The line will cross through 48 environmentally sensitive sites, according to the environmental impact statement published by the World Bank, from famous karst mountains and caves to scenic rice terraces and forest parks across three provinces. It will be built within the habitat of 27 rare and endangered animals (22 of which are birds) and broach areas of rare trees. It presents all the problems of an electrified rail, including noise and vibration issues after completion. Although more than 43,000 people are slated for relocation, farmers in the area are blas&GBP 233; about pending moving plans -- many say they don't know the final plans, while others say the compensation proposals look more than fair.

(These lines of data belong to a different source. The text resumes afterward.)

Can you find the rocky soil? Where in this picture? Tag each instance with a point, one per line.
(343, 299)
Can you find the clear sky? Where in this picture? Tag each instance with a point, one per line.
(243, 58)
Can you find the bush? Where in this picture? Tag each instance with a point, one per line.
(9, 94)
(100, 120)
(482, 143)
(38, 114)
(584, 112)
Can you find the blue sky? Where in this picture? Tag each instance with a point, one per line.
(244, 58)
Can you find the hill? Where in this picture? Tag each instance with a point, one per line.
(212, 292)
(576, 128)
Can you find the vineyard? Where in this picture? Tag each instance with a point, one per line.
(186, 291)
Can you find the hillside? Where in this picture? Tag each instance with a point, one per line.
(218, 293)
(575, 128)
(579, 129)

Yet despite all this, the project has barely registered with environmental and social-welfare groups. The reason is likely a combination of factors. First, though Guizhou is home to some of the most pristine scenery in China, ethnic minorities and treasure troves of interesting history, it is also remote and very poor. Few international ngos work here and those that do tend to focus on health care and social issues affecting the poor. Second, unlike Tibet and Xinjiang, there are no international politics at play. The minorities of Guizhou are not vocally battling the Chinese government for greater autonomy.

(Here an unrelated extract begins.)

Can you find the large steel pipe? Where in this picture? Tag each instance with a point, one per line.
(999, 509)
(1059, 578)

But perhaps the most important reason is this: On the grand scale, this massive train tearing up the unbroken earth across a stretch of southern China is too tiny to notice. It is just one small fraction of the country's vast railway expansion. "It's staggering if you look at it in isolation," said Mr. Scales of the World Bank. "But if you look at everything else that's going on, it's really only one of many projects."

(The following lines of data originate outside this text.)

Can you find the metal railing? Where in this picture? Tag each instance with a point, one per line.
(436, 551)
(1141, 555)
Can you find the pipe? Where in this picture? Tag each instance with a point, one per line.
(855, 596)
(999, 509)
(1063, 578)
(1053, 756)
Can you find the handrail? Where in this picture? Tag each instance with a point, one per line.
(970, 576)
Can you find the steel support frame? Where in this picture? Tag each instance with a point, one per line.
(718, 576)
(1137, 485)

Inside the bank's Beijing office, a map of China hangs from the wall near Mr. Scales' desk. The country is covered in a mass of red lines that overwhelm the eastern half and coast, like intricate blood vessels running through the body. Each red stroke represents a new train line either planned or currently under construction, in a maze of infrastructure that will double China's rail network. By 2020, the country plans a rail system of 120,000 kilometers. The world's fourth-busiest passenger lines and second-busiest rail carrier, where passenger traffic doubled from 1997-2007, is working to build a new system to meet demands that have outpaced supply for years.
In the plans: a new dedicated passenger line from Beijing to Guangzhou that will travel 300 kilometers per hour; and speedy coastal routes connecting Ningbo, the second-busiest shipping port, to all eastern points as far as south as Shenzhen. A new line traverses the northeast, connecting major cities across the rust belt with Beijing, while two big east-west arteries transect China at the middle.
Most of the projects have been in planning stages for years, on hold as China grappled with concerns about its booming economy overheating. Last fall, the onset of the global financial crisis put those fears on ice and in November, the government unveiled plans for a two-year, $587 billion spending spree to rejuvenate the economy. Most of the stimulus was not new projects, but rather previously planned public-works endeavors that could be fast-tracked to final approval.
When the stimulus plans came through, expanding China's rail networks was a pillar of the plans for economic development. The real impact of China's stimulus spending is still in question, with a recent central government audit showing that only 48% of local governments had raised adequate matching funds. Yet the scope of the massive and intricate network of rail projects, if they proceed as planned, will change the face of the nation.
"This will never be repeated in the history of the world. Never," said Mr. Scales, with a certain amount of awe.